The interview also touched on nonacademic challenges students face. Hart said Utah children are confronting growing needs, including homelessness, and that policy responses must center student readiness and support.
Hart described her leadership style as inclusive and based on listening to multiple perspectives — classroom teachers, superintendents, parents, community organizations and employers — and then building transparent plans. “My job is to bring those voices together, bring a multiplicity of voices together, and then serve all of them as an educational leader in the state,” she said.
Background details Hart provided in the interview: she began her teaching career outside Utah after attending Michigan State University, later served as a principal in Canyons School District, spent time leading Utah Summit Academy (a K–12 charter network with campuses in Salt Lake County) and served on the Utah State Board of Education for nine years. The host noted Hart had been on the job since July 1; the interview did not specify the year of appointment.

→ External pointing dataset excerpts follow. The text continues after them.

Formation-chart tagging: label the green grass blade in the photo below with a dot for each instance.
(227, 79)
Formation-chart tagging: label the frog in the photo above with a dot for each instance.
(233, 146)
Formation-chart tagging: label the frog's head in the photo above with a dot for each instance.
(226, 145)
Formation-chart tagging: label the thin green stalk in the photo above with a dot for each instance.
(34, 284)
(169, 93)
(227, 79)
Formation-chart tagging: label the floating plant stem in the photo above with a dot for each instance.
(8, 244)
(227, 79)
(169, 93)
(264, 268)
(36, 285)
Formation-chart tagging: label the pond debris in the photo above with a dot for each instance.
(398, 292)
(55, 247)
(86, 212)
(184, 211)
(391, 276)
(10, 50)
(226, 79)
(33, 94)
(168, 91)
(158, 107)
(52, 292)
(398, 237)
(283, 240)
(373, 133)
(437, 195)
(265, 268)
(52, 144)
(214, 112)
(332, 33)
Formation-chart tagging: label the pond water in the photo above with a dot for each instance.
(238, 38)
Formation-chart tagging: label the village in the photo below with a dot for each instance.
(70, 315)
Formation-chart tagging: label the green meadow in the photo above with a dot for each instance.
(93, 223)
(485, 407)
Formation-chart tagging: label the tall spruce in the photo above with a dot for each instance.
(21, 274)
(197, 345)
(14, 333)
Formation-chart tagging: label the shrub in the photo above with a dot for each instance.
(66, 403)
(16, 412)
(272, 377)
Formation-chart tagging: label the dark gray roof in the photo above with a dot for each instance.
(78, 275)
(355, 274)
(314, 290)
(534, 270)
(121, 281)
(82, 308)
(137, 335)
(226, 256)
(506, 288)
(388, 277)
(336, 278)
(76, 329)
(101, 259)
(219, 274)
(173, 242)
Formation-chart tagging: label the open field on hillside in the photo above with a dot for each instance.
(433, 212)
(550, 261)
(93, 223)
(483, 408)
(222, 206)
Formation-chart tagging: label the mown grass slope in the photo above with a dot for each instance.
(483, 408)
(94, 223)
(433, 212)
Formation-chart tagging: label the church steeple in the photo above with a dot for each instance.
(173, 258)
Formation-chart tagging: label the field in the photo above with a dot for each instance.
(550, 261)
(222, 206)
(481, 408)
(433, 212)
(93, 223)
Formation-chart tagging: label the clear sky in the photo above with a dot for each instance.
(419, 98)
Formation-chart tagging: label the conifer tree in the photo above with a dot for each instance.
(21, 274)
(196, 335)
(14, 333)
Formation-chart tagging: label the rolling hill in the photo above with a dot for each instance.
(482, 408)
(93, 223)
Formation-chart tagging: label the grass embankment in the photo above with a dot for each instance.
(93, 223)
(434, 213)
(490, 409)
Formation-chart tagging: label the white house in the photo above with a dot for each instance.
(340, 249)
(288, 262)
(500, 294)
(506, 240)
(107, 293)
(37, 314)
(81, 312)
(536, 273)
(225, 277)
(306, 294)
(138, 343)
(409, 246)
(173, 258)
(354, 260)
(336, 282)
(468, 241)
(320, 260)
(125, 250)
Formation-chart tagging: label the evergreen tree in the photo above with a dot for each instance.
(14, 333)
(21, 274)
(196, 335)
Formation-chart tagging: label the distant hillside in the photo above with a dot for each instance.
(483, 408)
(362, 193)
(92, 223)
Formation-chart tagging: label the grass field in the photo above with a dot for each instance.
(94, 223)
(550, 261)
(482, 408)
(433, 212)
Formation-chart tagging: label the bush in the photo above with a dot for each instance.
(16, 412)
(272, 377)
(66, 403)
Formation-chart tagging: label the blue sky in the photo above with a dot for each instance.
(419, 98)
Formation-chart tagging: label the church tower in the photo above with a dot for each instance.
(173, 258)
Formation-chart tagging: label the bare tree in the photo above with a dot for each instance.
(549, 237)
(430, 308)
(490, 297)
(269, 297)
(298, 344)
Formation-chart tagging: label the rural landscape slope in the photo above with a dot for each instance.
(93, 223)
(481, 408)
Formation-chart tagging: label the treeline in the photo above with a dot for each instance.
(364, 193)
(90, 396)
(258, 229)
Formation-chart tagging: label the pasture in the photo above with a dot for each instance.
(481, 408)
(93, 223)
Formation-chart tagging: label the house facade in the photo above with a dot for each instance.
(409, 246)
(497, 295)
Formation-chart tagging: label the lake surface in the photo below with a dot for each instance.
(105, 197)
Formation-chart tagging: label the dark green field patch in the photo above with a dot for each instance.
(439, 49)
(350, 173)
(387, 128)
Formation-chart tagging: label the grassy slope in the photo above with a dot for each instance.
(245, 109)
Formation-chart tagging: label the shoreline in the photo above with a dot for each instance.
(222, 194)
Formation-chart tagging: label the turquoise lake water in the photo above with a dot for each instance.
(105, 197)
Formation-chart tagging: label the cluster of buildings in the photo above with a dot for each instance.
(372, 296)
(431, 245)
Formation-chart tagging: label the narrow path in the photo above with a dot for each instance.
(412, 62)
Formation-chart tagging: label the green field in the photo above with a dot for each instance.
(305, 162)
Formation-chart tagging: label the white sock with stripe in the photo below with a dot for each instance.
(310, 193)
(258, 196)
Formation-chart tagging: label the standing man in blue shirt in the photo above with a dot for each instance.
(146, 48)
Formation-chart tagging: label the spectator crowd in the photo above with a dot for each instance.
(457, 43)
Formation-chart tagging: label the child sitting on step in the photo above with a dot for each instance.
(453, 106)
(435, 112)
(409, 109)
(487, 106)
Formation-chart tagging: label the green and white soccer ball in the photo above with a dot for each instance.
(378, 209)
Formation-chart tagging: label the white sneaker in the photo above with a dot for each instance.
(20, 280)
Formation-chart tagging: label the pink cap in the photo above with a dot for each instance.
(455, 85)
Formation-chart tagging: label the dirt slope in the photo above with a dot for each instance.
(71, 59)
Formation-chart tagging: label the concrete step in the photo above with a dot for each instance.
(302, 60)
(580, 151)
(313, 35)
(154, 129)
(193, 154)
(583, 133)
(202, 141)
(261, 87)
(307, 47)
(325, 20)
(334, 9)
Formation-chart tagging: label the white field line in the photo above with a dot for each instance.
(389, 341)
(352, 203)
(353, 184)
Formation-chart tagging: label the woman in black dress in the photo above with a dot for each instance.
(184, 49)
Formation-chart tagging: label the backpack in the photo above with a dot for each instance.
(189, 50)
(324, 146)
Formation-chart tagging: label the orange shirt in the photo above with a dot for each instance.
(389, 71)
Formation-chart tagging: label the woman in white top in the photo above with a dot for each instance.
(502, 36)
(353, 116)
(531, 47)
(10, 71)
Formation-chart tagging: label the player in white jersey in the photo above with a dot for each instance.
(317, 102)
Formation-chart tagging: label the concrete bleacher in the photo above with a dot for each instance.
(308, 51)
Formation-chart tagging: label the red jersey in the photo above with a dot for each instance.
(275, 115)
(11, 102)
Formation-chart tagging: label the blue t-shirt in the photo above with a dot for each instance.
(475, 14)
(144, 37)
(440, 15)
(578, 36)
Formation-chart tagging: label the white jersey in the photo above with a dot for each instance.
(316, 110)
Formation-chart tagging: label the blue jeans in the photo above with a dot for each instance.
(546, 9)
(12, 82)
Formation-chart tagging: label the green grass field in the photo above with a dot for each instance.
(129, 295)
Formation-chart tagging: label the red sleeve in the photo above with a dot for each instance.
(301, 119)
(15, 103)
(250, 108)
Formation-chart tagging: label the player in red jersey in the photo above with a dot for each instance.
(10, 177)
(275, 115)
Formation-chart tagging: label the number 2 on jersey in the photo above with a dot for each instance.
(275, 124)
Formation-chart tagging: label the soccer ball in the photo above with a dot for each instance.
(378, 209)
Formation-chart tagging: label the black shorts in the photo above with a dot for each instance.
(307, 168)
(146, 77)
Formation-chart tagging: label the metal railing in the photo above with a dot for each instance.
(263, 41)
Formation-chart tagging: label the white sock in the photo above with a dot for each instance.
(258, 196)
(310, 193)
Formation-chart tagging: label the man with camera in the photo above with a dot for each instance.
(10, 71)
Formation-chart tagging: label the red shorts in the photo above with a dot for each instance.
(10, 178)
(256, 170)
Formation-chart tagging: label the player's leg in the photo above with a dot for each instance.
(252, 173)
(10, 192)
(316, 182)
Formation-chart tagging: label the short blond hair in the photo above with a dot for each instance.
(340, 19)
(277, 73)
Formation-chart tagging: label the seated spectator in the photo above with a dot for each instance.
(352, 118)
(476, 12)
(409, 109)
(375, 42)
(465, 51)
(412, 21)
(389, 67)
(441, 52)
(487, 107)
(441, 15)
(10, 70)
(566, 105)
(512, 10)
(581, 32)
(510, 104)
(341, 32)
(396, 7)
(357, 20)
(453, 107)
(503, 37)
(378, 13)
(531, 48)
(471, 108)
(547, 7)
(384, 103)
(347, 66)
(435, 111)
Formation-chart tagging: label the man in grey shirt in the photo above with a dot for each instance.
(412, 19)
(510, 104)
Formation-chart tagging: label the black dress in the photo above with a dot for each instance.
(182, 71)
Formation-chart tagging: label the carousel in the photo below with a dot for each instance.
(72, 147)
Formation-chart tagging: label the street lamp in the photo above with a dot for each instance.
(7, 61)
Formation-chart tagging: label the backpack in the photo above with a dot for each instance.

Hart said recognition from Canyons — the district’s Apex Award for elected official of the year — was meaningful because it connected her earlier Canyons work to her later service as an elected official. She described the award as “full circle” validation for work done on behalf of teachers and students.
On practical duties, Hart said the state superintendent’s office must provide the board with information and resources so the board can make policy decisions and interface productively with the legislature. She described the office’s responsibilities as multifaceted: leading an agency under the direction of an elected board, managing funding flows, and maintaining focus on students.
The host and Hart discussed the need to hear from varying viewpoints and to avoid making decisions in isolation. Hart said that while classroom teachers are essential sources of classroom-level insight, she also consults district leaders and other stakeholders to form policy and implementation plans.
The interview did not include formal votes, policy changes or specific budget actions. Hart described current work in broad priorities — coordination, data transparency and student-centered decision-making — and said she is working with legislators and agency staff to translate those priorities into action.
Hart closed by reiterating that her role is both to execute an elected board’s vision and to keep the focus on children: “It’s my job is to keep the focus on the children of Utah.”